Vasquez’siz Club Brugge tıpkı Sosa’sız Beşiktaş gibi çok boyutlu oynayamıyor. Dün maç başladığında takvim yaprakları 2015 yılını gösterse de Brugge’ün ilk yarı boyunca oynadığı futbol daha çok 1990 Dünya Kupası model futboldu: Sürekli hedef santrfor pivot De Sutter’e şişir, indirdiği toplarda baskı yapmaya çalış. Belçika ekibi, daha ilk 5 dakikada De Sutter’e havadan 5 top şişirdi. Onun dışında bir de sürekli karambol kovaladı, De Sutter ilk 45’te topa dokunduğunun neredeyse yarısı kadar da faul yaptı!
Beşiktaş ilk yarıda rakibinin bu tek boyutlu oyununu iyi savundu ancak tıpkı Sivas maçında olduğu gibi hücumda yeteri kadar organize olamadı. Demba Ba orta sahaya gereğinden fazla geldi ya da gelmek zorunda kaldı. Töre hareketli ama dağınık, Olcay ise hem hareketsiz hem de çok dağınıktı. Son haftalarda sanki sahici Olcay gitmiş yerine Olcay kılığına girmiş alelade bir oyuncu gelmiş gibi... İlk 45 boyunca sadece 18 kez topla buluşması, Olcay’daki bu aşırı düşüşün en acı göstergesi. Oğuzhan’ın ise ilk yarı boyunca pas isabet oranında % 70’i bile bulamamış olması Atiba-Sosa yokken Beşiktaş’ın bir türlü hücum sürekliliğini sağlayamayıp oyun temposunu dikte edememesinin en önemli sebeplerinden birisi.
2. yarıda Beşiktaş, Gökhan Töre’nin bir anda bireysel parlak yeteneğini konuşturması sayesinde öne geçti. 1-0’dan sonra Brugge bir süre bocaladı. O 15 dakikalık periyotta Beşiktaş ilk maçtan turun kapısını ardına kadar açacak sayıda pozisyon da buldu. Ancak Demba Ba da takımdaki birçok oyuncu gibi ruhsal kondisyon düşüklüğünden mustarip.
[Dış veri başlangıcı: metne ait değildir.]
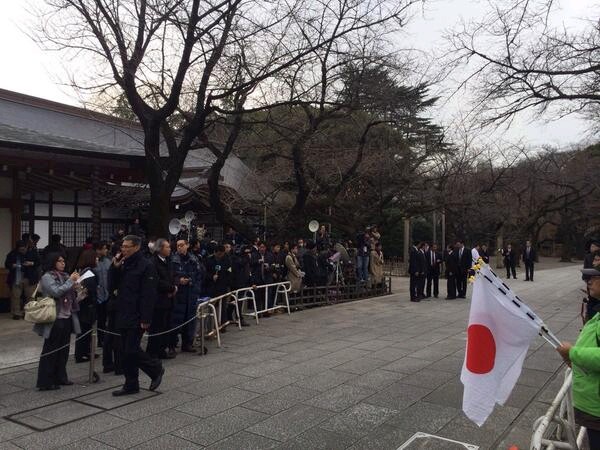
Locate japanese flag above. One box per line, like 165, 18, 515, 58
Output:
460, 264, 542, 426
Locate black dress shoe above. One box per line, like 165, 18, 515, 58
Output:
113, 388, 140, 397
38, 384, 60, 391
150, 367, 165, 391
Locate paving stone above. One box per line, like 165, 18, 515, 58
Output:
348, 425, 414, 450
233, 359, 292, 378
364, 381, 431, 411
277, 427, 355, 450
385, 401, 461, 434
94, 411, 198, 448
294, 370, 356, 391
60, 438, 116, 450
0, 421, 32, 442
381, 356, 431, 374
109, 390, 196, 420
172, 406, 269, 446
304, 384, 377, 412
13, 413, 128, 450
238, 371, 304, 394
334, 357, 387, 375
77, 390, 160, 409
345, 369, 407, 390
437, 406, 519, 448
248, 405, 332, 442
176, 388, 259, 417
423, 378, 463, 408
179, 373, 252, 396
206, 431, 280, 450
129, 434, 204, 450
369, 346, 411, 362
243, 385, 320, 414
320, 403, 397, 439
402, 367, 458, 389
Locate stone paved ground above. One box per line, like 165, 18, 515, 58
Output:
0, 265, 583, 450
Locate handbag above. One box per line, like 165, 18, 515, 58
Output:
23, 284, 56, 323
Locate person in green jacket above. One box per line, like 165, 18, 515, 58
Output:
556, 265, 600, 450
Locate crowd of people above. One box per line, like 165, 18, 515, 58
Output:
5, 223, 384, 395
408, 239, 537, 302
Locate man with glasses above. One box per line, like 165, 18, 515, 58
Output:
109, 235, 165, 397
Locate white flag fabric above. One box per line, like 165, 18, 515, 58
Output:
460, 264, 542, 426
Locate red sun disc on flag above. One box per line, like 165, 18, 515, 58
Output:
467, 324, 496, 375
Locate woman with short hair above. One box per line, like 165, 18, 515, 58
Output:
33, 253, 81, 391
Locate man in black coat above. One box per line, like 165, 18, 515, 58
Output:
408, 241, 426, 302
109, 235, 165, 397
206, 245, 235, 324
522, 241, 536, 281
302, 241, 321, 287
444, 245, 458, 300
454, 240, 473, 298
146, 238, 177, 359
425, 244, 442, 298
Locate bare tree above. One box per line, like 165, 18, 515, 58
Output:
39, 0, 417, 235
448, 0, 600, 124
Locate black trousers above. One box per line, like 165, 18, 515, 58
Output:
456, 273, 467, 297
96, 302, 108, 346
506, 264, 517, 278
120, 328, 162, 389
102, 311, 123, 373
425, 273, 440, 297
525, 262, 534, 281
37, 317, 73, 388
75, 322, 92, 360
146, 308, 171, 357
446, 275, 456, 298
408, 273, 419, 300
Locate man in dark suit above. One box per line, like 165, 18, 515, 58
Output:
444, 245, 458, 300
502, 244, 517, 280
146, 238, 177, 359
522, 241, 536, 281
408, 241, 425, 302
425, 244, 442, 298
109, 235, 165, 396
454, 239, 473, 298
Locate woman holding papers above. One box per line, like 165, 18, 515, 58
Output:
33, 253, 81, 391
75, 249, 98, 363
557, 265, 600, 450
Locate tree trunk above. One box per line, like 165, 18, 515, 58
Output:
144, 125, 174, 238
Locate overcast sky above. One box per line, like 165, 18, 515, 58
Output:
0, 0, 597, 146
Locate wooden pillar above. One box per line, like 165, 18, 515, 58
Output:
442, 211, 446, 252
403, 218, 411, 273
10, 170, 23, 245
92, 167, 102, 242
432, 211, 437, 244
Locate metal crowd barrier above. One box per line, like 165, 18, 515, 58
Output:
233, 281, 292, 328
196, 281, 291, 351
529, 369, 586, 450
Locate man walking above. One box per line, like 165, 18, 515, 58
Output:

Beşiktaş tam kontrolü ve avantajı ele geçirdiği o 15 dakikada büyük bir fırsatı elinin tersiyle itti. Preudhomme, Oulare’yi alıp çift santrfora dönerek oyunu önce dengeledi sonra da Brugge’ün oyun üstünlüğünü ele geçirmesini sağladı. Biliç ise bu kilit hamleye karşılık vermekte gecikti. Olcay’ın bu halsizliği ve dağınıklıyla bu kadar uzun süre sahada tutulması hataydı. Kaleci Cenk’in hataları can sıkıcı. Serdar Kurtuluş’un penaltıda yaptığı dengesiz müdahale uzun süredir yaptığı ilk büyük hata.
Sonuç çok kötü değil ancak oyun özellikle 60’tan sonra kötü. Tamam Beşiktaş sezonu Temmuz’da açtı, normal olarak da ekstradan yoruldu. Ancak daha sezonun bitmesine çok var. Hedeflere ulaşmak adına sezon kısmen yeni başlıyor gibi. Beşiktaş ve Biliç’in de önümüzdeki ilk maçtan itibaren kendisini resetleyip sezon başı ayarlarına dönmesi şart. O zaman bu tur geçilir, yola devam edilir.